Aboulmagd: This is taking place amidst a uniquely challenging global environment. It has direct implications on two very integral parts of the agenda, which are food security and energy prices. But there’s a constructive, positive way to look at this. The climate emergency is not going to wait for anyone. Every action that you don’t do today will cost more if you do it later. So I think there’s unanimity about the urgency, in terms of quantifiable cost. So everyone appreciates that.
Egypt has traditionally, through our diplomacy and through our good contacts, played the role of bridging between north and south. We have excellent relations with many developed countries, and we understand their perspective as well [as that of developing countries]. So we’re hoping to bring our legacy of proactive, centrist diplomacy and of deal-making to the table.
QZ: In terms of Egypt’s individual role, Climate Action Tracker rates Egypt’s climate plan as “highly insufficient” for meeting the warming goals of the Paris Agreement. Is that a fair characterization, and what would be required to get a higher level of ambition from Egypt
Aboulmagd: I know our NDC [nationally determined contribution]. Those raw figures will not take into consideration common but differentiated responsibilities, will not take into consideration poverty levels, will not take into consideration the legitimate established right for every developing country to pursue its sustainable development goals and to pursue the elimination of poverty in its midst.
If I need to spend much more money [on carbon mitigation], do I kick kids out of schools, or do I stop building sewage? [Climate advocates] will say “we wanted more than this,” from the pure ‘keeping 1.5 alive’ perspective. But it ignores the foundations of this process—that there is a grand bargain, that those who historically consumed all of the carbon space have to take the lead in making economy-wide reductions.
This NDC is a significant update from our first NDC. We have time until we do our next NDC, which we hope will be even more ambitious. Yet at what cost, and who is going to provide the money for it? We put a lot of things that we’d love to do subject to availability of finance. Are you supposed to go out to the market, and incur more debt, and subject yourself to possible default in order to make a contribution [to solving a problem] that you know you didn’t cause in the first place?
Historically we’ve contributed nothing [to global carbon emissions]. Currently we’re contributing very little. Developing countries are allowed to peak in their emissions. The right way to compare is the ‘business as usual’ compared to what we’re doing in the NDC. There is significant progress on multiple tracks.
If we see a good financial package that will allow us to move faster, we’ll do it. If we can achieve the 42% by 2035 [emissions reduction target] earlier, then that will do it. We are hoping to be in a position to make announcements that are more ambitious. But it’s normal and fair to promise what you’re certain you can deliver at the current financial situation.

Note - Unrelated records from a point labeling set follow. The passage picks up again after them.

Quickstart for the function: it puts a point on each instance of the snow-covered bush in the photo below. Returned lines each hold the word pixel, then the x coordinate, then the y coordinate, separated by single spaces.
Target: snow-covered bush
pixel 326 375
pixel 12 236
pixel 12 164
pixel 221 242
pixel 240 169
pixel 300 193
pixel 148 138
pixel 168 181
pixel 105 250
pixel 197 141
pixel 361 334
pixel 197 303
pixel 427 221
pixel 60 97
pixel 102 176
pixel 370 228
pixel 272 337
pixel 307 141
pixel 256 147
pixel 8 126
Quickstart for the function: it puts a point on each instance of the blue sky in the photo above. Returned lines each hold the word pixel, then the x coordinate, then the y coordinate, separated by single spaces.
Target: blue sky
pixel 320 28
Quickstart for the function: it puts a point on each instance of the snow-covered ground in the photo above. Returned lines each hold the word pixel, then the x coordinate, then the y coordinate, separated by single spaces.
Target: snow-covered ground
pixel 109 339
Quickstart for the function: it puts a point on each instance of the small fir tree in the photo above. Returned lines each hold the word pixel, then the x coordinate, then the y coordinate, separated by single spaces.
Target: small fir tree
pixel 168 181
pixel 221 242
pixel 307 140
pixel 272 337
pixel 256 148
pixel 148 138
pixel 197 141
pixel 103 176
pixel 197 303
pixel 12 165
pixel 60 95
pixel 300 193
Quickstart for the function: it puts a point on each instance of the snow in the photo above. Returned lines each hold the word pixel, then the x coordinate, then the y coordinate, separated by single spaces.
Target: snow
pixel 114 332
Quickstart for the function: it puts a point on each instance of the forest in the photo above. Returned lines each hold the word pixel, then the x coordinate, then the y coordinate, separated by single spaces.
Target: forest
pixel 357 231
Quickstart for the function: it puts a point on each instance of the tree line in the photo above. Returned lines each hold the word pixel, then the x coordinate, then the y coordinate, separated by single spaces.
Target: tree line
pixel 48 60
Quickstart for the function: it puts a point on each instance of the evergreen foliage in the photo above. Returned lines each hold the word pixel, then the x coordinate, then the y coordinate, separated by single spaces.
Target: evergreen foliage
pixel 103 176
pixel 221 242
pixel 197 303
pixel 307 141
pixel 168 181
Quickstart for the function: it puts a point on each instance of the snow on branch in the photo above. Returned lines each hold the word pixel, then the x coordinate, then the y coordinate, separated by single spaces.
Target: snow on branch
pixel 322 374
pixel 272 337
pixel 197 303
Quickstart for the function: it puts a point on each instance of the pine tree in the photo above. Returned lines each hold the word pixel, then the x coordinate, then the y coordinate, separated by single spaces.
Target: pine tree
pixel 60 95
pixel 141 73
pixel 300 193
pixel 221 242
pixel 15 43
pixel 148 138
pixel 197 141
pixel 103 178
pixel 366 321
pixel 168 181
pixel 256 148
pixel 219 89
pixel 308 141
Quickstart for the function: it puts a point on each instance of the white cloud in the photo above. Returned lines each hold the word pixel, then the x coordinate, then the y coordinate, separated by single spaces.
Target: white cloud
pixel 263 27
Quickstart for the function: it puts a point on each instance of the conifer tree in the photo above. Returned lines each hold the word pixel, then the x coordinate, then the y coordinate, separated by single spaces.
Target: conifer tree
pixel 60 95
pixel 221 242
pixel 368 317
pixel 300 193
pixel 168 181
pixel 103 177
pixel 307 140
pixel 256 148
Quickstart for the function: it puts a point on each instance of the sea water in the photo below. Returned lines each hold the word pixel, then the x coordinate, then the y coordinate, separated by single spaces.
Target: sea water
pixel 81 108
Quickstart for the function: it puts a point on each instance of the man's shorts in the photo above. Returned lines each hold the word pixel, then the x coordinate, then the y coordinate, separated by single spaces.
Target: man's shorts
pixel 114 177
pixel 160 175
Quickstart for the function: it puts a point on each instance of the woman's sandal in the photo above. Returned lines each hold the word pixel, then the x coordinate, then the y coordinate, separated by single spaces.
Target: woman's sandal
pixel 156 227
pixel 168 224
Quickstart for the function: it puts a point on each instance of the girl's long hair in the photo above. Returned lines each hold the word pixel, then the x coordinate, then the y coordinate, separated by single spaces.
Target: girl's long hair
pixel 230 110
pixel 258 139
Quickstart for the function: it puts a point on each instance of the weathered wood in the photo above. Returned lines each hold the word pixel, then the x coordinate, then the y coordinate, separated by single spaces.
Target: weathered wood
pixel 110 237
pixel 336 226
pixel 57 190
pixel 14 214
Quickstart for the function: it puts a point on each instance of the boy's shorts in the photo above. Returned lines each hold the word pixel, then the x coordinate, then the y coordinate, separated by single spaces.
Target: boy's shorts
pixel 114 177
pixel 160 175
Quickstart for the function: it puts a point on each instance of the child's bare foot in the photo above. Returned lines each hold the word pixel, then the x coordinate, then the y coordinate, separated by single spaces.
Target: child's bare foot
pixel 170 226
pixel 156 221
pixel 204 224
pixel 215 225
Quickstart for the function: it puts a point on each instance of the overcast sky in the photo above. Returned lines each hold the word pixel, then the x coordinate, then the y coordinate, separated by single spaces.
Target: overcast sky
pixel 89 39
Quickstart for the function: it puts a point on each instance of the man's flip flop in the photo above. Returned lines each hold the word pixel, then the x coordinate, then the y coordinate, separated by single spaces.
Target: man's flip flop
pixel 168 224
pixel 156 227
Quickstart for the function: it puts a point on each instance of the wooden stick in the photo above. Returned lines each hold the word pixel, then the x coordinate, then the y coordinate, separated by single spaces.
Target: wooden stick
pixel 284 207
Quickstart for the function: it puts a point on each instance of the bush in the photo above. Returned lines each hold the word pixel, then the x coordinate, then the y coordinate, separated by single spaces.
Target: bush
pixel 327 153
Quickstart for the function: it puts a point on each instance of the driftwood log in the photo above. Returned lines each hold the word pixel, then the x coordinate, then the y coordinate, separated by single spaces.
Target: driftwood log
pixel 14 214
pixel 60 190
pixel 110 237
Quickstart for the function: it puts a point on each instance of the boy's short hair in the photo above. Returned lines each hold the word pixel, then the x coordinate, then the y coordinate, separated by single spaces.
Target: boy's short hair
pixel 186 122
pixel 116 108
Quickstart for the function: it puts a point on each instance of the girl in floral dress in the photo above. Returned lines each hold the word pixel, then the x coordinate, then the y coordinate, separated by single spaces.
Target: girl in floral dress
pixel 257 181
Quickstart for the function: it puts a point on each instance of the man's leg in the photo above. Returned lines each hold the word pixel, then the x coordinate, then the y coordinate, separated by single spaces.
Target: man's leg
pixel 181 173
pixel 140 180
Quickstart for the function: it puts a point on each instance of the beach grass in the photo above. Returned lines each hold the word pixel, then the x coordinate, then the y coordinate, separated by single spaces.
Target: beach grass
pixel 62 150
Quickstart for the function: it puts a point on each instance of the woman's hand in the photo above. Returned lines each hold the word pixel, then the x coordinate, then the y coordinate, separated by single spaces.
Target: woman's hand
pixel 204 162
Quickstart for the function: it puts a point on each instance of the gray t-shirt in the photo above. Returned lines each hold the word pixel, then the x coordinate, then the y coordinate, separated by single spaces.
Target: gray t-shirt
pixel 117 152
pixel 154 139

QZ: The EU Parliament and other governmental and civil society groups have recently raised concerns about human rights issues in Egypt, particularly the case of Alaa Abdel Fattah [the imprisoned British-Egyptian dissident, who is more than 200 days into a hunger strike]. Do those concerns impede your ability to conduct climate diplomacy with those governments?
Aboulmagd: The EU Parliament is entitled, of course, to its perspective, but there are other mechanisms within the Egyptian government that respond to that. There are other multilateral fora, such as the [UN] Human Rights Council, where these issues are discussed. My mandate and my responsibility with regard to the COP is to most effectively engage with all parties to address the existential threat to 7 billion people on the planet. And I hope that for two weeks the focus will be on the people dying around the world, on the challenges that we will face.
There are, over the whole year, multiple opportunities to raise whatever issues with Egypt or other countries, related to civil liberties, human rights, and other related issues. I can also mention, you know, that civil and political rights are central and integral. But so are economic, social, and cultural rights, and the right to live in a habitat where you can survive and thrive, where you can not be threatened by a hurricane or extreme weather event wiping out your GDP. These are also very important components of the overall human rights culture.
QZ: What role do activists and protesters have in this process?
Aboulmagd: All civil society organizations are part of this and have a space. There’s a very, very, very large green zone. There will be a protest area adjacent, not anywhere far away, right in the same complex, across the street from the green zone. People who want to raise specific things, if their choice is to have a protest or a demonstration, that will be there and that will happen.
QZ: So there will be a process for if you want to have a protest, how to sign up to do that?
Aboulmagd: Yeah, just to make sure that there’s room and space. We anticipate a lot of people. It’s a comfortable zone for people to express all views and conflicting views if that’s the situation, peacefully and respectfully.
The challenge is so threatening that I really hope people take it as an opportunity to work seriously. We can’t afford to get distracted by all the “hotels this,” or “the traffic that.” I’ve been to many COPs and I’ve never, ever dared comment on the accommodations or the prices. I find it a little bit disconcerting to see people distracted from the main issue by saying, oh, well, you stood in line for two hours. Yeah, these things will happen. I also find it kind of disrespectful to a country that put its heart and soul and resources, and they’re probably doing their best. Let’s focus on the main issue that’s at stake.